Larger context windows require more model parameters to be actively accessed, increasing memory bandwidth demands. As the model processes each token in the context, it needs to quickly retrieve and manipulate relevant parameters stored in memory.
In high-inference applications with many simultaneous users, the system needs to handle multiple inference requests concurrently. This multiplies the memory bandwidth requirements, as each user’s request needs access to the model weights and intermediate computations.
Even the most advanced GPUs like Nvidia’s H100 can move only around 3 terabytes of data per second between the high bandwidth memory and the compute cores. That’s far below the 140 terabytes per second needed to efficiently run a large language model at high throughput without encountering significant bottlenecks.
Andy Hock, senior VP of product and strategy at Cerebras Systems, holding the company’s wafer-scale … (+) computer chip.
Craig Smith
“Our effective bandwidth between memory and compute isn’t just 140 terabytes, it’s 21 petabytes per second,” Hock claims.

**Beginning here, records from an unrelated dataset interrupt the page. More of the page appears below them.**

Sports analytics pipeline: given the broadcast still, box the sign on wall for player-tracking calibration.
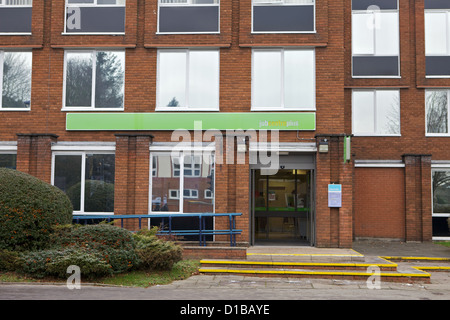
[328,184,342,208]
[66,112,316,131]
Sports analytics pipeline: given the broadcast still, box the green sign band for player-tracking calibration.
[66,112,316,131]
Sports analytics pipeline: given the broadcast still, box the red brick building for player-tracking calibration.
[0,0,450,247]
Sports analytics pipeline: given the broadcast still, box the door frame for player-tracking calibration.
[249,153,316,246]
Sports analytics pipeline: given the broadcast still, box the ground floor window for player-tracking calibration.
[52,152,115,214]
[149,152,214,213]
[432,169,450,237]
[0,153,17,170]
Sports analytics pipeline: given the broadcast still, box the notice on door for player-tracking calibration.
[328,184,342,208]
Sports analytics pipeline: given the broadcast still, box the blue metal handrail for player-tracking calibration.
[73,212,242,247]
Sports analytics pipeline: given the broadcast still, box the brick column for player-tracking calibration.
[403,154,432,241]
[17,133,58,183]
[315,134,353,248]
[114,133,153,230]
[214,133,250,243]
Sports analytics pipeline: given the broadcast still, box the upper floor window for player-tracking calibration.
[0,0,33,34]
[252,0,315,33]
[252,49,316,110]
[63,50,125,110]
[352,90,400,136]
[425,90,450,136]
[352,0,400,77]
[52,152,115,214]
[158,0,220,33]
[425,0,450,77]
[65,0,125,34]
[0,51,32,110]
[156,49,220,111]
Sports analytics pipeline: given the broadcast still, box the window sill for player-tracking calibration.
[155,107,220,112]
[0,108,31,112]
[61,107,125,112]
[352,75,402,79]
[61,32,125,36]
[0,32,32,36]
[251,30,317,34]
[353,133,402,138]
[250,107,317,112]
[156,31,220,35]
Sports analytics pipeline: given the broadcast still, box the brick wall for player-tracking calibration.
[0,0,444,247]
[353,168,405,240]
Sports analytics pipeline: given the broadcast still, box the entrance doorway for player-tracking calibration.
[252,166,315,246]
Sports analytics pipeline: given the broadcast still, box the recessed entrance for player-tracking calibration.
[252,154,314,245]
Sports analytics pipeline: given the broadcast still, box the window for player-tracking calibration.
[252,0,315,33]
[158,0,220,33]
[425,90,450,136]
[64,51,125,110]
[52,152,115,214]
[0,0,33,7]
[252,49,316,110]
[0,0,33,35]
[157,50,219,111]
[352,0,400,77]
[150,152,214,213]
[425,0,450,77]
[0,51,32,110]
[431,168,450,240]
[0,152,17,170]
[352,90,400,136]
[65,0,125,34]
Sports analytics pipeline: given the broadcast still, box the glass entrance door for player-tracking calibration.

Of course, it’s hard to judge a company statement without industry benchmarks, and independent testing will be key to confirming this performance.
By eliminating the memory bottleneck, Cerebras’ system can handle much larger context windows and increase token throughput. If the performance claims hold true, this could be a game-changer for applications that require the analysis of extensive information, such as legal document review, medical research or large-scale data analytics. With the ability to process more data in less time, these applications can operate more effectively.
More Models To Come
Hock said that the company will soon offer the larger LLaMA 405 billion parameter model on its WSE, followed by Mistral’s models and Cohere’s Command-R model. Companies with proprietary models (hello, OpenAI) can approach Cerebras to load their models onto the chips as well.
Moreover, the fact that Cerebras’ solution is delivered as an API-based service means that it can be easily integrated into existing workflows. Organizations that have already invested in AI development can simply switch to Cerebras’ service without having to overhaul their entire infrastructure. This ease of adoption, if paired with the promised performance gains, could make Cerebras a formidable competitor in the AI market.
“But until we have more concrete real-world benchmarks and operations at scale,” cautioned analyst Gold, “it’s premature to estimate just how superior it will be.”